Ensuite le 7.12.2015 lors du vote du compromis par le grand conseil vous me dites:

"Je ne taris pas d'éloge sur ce compromis et suis sincèrement bluffé par cette réalisation. Bravo d'avoir su mener les débats pour valider ce compromis historique."

Et aujourd'hui que le peuple l'a accepté vous me dites que je brasse de l'air, que mes réalisations n'en sont pas vraiment.

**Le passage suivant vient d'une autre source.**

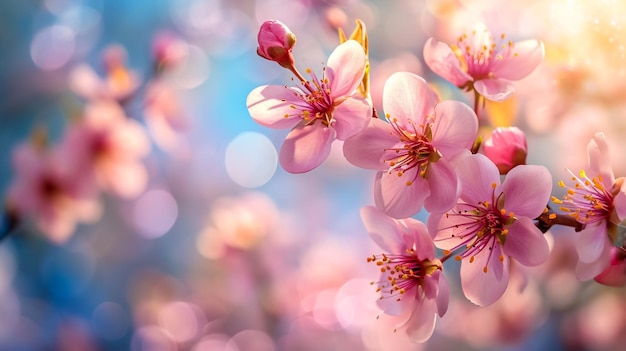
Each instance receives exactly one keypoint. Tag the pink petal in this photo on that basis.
(395, 198)
(367, 148)
(443, 297)
(351, 117)
(520, 60)
(421, 325)
(346, 65)
(269, 104)
(306, 147)
(383, 230)
(455, 127)
(494, 89)
(600, 160)
(592, 241)
(585, 271)
(527, 190)
(482, 288)
(619, 202)
(525, 243)
(476, 175)
(443, 184)
(442, 60)
(424, 246)
(407, 97)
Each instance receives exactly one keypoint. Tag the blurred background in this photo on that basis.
(217, 248)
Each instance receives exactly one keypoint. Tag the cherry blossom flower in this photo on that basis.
(411, 283)
(412, 152)
(106, 149)
(45, 190)
(493, 223)
(506, 147)
(117, 84)
(615, 273)
(276, 42)
(325, 109)
(599, 203)
(478, 62)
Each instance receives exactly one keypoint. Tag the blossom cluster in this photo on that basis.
(485, 206)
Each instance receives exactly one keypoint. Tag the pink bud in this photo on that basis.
(615, 273)
(276, 42)
(506, 147)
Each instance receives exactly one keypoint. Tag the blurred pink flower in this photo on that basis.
(412, 152)
(117, 84)
(615, 273)
(106, 147)
(276, 42)
(494, 223)
(600, 204)
(412, 283)
(45, 190)
(480, 63)
(327, 109)
(506, 147)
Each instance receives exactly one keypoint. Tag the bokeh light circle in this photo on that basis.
(155, 213)
(251, 159)
(52, 47)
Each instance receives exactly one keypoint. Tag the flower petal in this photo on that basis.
(269, 104)
(367, 148)
(600, 160)
(519, 60)
(494, 89)
(383, 229)
(395, 197)
(407, 97)
(421, 325)
(476, 175)
(527, 190)
(442, 60)
(346, 65)
(525, 243)
(455, 127)
(443, 185)
(306, 147)
(592, 241)
(482, 288)
(351, 117)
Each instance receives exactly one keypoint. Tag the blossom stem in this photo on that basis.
(549, 218)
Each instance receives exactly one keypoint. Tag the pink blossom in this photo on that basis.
(323, 110)
(615, 273)
(599, 203)
(412, 152)
(411, 284)
(106, 148)
(45, 190)
(276, 42)
(118, 82)
(493, 223)
(506, 147)
(478, 62)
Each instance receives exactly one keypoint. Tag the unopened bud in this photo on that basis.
(506, 147)
(275, 43)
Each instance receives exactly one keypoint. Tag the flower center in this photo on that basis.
(479, 227)
(318, 104)
(478, 55)
(415, 150)
(400, 273)
(588, 201)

Ca vous arrive de vous relire ? Au cas où l'envie vous en prendrait voici les liens vers vos propres déclarations:

http://danielzaugg.blog.tdg.ch/archive/2015/03/19/la-mobilite-genevoise-est-arrivee-a-un-tournant-265608.html#c414506

http://danielzaugg.blog.tdg.ch/archive/2015/12/06/le-parlement-genevois-vote-un-accord-historique-sur-les-tran-272340.html#c438007

Écrit par : Daniel Zaugg | 29/06/2016

Ah et pendant que j'y suis, vous entendez quoi quand vous dites que j'ai été "élu par rattrapage"?

S'agit-il d'une allusion au fait que j'ai été élu député par 19'189 citoyens alors que votre candidature au Conseil d'Etat vous a rapporté 1'234 voix?

mdr

Écrit par : Daniel Zaugg | 29/06/2016

Je ne renie aucun de mes commentaires et confirme mes éloges. Pourtant cette entente de façade devait permettre au Verts de renoncer à leur initiative afin de valider le contre-projet. Mais ce qui est important ici, et qui remet en question fondamentalement votre réussite, c'est l'opposition de principe à une traversée du lac qui est une condition essentielle pour permettre la mise en place du contre-projet. Mais bon, j'ai un peu le sentiment de me répéter.
Je vous répond par politesse.

Écrit par : Pierre Jenni | 29/06/2016

Votre dernier commentaire n'appelle pas de réponse particulière et confirme un certain dépit. Contrairement à vous, je n'ai jamais fait de politique active et ne me suis jamais affilié à un parti qui me dicte ma conduite.
J'ai effectivement fait preuve d'une certaine naïveté en me présentant à l'élection pour le Conseil d'Etat mais je ne regrette rien et j'ai beaucoup appris au travers de cette aventure un brin provocatrice.
Je me réjouis de reprendre cette discussion lors d'une prochaine rencontre. Ici, elle ne sert qu'à alimenter artificiellement un billet qui ne suscite aucun intérêt, ni aucune compassion de la part de vos collègues qui n'ont pas la décence de venir saluer votre décision et vous remercier pour le travail fournit. Mon intervention visait juste à souligner l'inutilité, voire la nocivité du travail parlementaire. Et je persiste à penser que votre choix n'est pas seulement motivé par vos affaires personnelles mais par une certaine lassitude pour un travail si peu gratifiant.
Bonne suite et au plaisir !

Écrit par : Pierre Jenni | 29/06/2016

Contrairement à ce que vous dites la Traversée du Lac n'est pas une condition essentielle à la mise en place du contreprojet, il s'agit là de votre interprétation personnelle.
Je suis évidemment en faveur des deux mais si d'aventue la TLAC ne se faisait pas le CP apportera une bouffée d'air bienvenue à la circulation.

Je vous rassure, mes collègues de tous partis m'ont amplement remercié de mon engagement, que ce soit de vive voix, par message personnel ou en commentaires sur les réseaux sociaux.

Pour tout vous dire, le SEUL retour négatif que j'ai eu, C'EST LE VÔTRE!

Je vous laisse vos interprétations sur mon soi-disant dépit. Quant à la lassitude, vous avez raison, il y en a une bonne dose mais uniquement par rapport à des gens comme vous qui critiquent tout et ne proposent rien.

Même mes adversaires, qui défendent des idées qui ne sont forcément pas les miennes méritent mon respect parce qu'eux au moins ils agissent en fonction de leurs convictions. J'ai en revanche très peu de respect pour les défaitistes qui face à un verdict populaire massif persistent dans leurs idées dogmatiques.